Nei pazienti trattati con inibitori del proteasoma, la risposta migliore è risultata associata a una concentrazione di creatinina superiore a 1,5 mg/dl (OR, 3,83), una calcemia inferiore a 9 mg/dl (OR 3,37) e una differenza assoluta nelle catene leggere libere superiore a 175 mg/dl (OR 2,50).

Al contrario, caratteristiche citogenetiche ad alto rischio non sono risultate associate alla risposta al trattamento.

I risultati sono importanti, ha spiegato Moritz Binder, della Mayo Clinic di Rochester, nel Minnesota, perché la risposta iniziale alla terapia nella malattia di nuova diagnosi può avere un effetto sui risultati a lungo termine; raggiungere almeno una VGPR al trattamento iniziale può migliorare sia la sopravvivenza globale sia la sopravvivenza libera da progressione.

Inoltre, ha aggiunto il ricercatore, i nuovi agenti e le strategie di trattamento adeguate ai rischi attualmente in uso hanno migliorato i tassi di risposta e la sopravvivenza globale, ma non è chiaro se i parametri di laboratorio di base potrebbero essere predittivi della probabilità di una risposta rapida e profonda alla terapia iniziale.

"La capacità di prevedere la probabilità di risposta alle terapie attuali può avere implicazioni per gli approcci terapeutici per il mieloma multiplo di nuova diagnosi” ha detto Binder.

Nello studio presentato al convegno, 288 pazienti hanno raggiunto una VGPR+ dopo 4 mesi e quei pazienti hanno mostrato una riduzione del rischio di mortalità successiva (HR 0,69).

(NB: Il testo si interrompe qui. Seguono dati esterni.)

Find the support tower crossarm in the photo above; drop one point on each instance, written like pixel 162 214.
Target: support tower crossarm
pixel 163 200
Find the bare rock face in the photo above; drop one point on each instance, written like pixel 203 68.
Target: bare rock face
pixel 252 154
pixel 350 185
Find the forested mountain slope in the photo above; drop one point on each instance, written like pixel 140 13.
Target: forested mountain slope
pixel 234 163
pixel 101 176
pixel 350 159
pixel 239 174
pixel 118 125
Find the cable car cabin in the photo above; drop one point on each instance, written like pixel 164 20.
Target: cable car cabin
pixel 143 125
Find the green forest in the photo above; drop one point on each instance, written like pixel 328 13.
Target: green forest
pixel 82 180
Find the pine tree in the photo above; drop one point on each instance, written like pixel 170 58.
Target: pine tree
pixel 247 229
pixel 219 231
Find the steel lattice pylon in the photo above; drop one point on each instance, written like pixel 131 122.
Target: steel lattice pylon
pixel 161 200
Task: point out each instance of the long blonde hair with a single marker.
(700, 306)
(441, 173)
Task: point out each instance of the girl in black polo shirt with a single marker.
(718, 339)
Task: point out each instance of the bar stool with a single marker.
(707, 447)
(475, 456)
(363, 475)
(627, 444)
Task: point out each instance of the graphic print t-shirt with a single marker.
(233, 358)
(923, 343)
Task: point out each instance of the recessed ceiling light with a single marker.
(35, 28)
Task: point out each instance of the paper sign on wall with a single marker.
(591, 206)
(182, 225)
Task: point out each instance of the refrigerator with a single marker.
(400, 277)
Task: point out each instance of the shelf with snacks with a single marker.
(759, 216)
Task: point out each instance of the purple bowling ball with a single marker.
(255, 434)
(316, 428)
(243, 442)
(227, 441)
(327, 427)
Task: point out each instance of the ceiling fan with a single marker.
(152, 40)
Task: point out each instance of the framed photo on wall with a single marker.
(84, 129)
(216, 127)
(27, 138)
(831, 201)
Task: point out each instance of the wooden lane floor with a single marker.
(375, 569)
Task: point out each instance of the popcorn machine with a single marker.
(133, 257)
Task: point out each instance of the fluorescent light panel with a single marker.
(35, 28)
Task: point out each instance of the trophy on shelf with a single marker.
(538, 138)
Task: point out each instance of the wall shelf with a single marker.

La riduzione del rischio si è mantenuta dopo aver aggiustato i dati in base al sesso, all’età, allo stadio dell’International Staging System, al coinvolgimento midollare delle plasmacellule, alla concentrazione di lattato deidrogenasi, al regime di trattamento iniziale e all’aver fatto o meno il trapianto di cellule staminali durante il corso della malattia (HR, 0.68).

I tre regimi a base di immunomodulatori utilizzati più comunemente nella coorte sono stati lenalidomide-desametasone, talidomide-desametasone e ciclofosfamide-lenalidomide-desametasone, mentre i tre regimi maggiormente usati a base di inibitori del proteasoma erano bortezomib-ciclofosfamide-desametasone, bortezomib-lenalidomide-desametasone e bortezomib-desametasone.